In the United States, e-Bikes outsold electric cars and plug-in hybrids in 2021. This clean transportation technology is building off a pandemic-era boom when folks sought alternatives to enclosed public transit and were more interested in picking up socially distanced outdoor hobbies. However, as pandemic restrictions ease, the demand for e-bikes remains strong. 

“On Bike to Work Day, we should remember that replacing car trips with zero-carbon options like e-bikes is one of the best ways to fight climate change,” said Morgan Folger, Destination: Zero Carbon director at Environment America. “E-bikes are an affordable way to make running errands or getting to work a breeze. I urge state and local governments to support e-bike commuters by improving bike-forward infrastructure and offering rebates on clean two-wheeled machines.”  

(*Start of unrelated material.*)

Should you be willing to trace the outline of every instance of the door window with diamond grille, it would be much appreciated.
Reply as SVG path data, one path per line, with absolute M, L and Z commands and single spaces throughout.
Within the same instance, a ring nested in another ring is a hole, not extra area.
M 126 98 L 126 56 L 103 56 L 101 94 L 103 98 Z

Advocates point out that e-bikes have the potential to reduce car miles traveled on our roads– an important goal to reduce the transportation sector’s climate impact. In addition, advocates say that e-bikes can extend the range someone is willing to bike to work, the grocery store, or anywhere else with proper bike-friendly infrastructure.

 “There are people who would never think of getting on an unpowered bike, but when they jump on an e-bike, they have a ball,” said Jim Tassé, the assistant director at the Bicycle Coalition of Maine (BCM). “The e-bike to me is the bridge to get people out of their cars and onto a more active form of transportation.”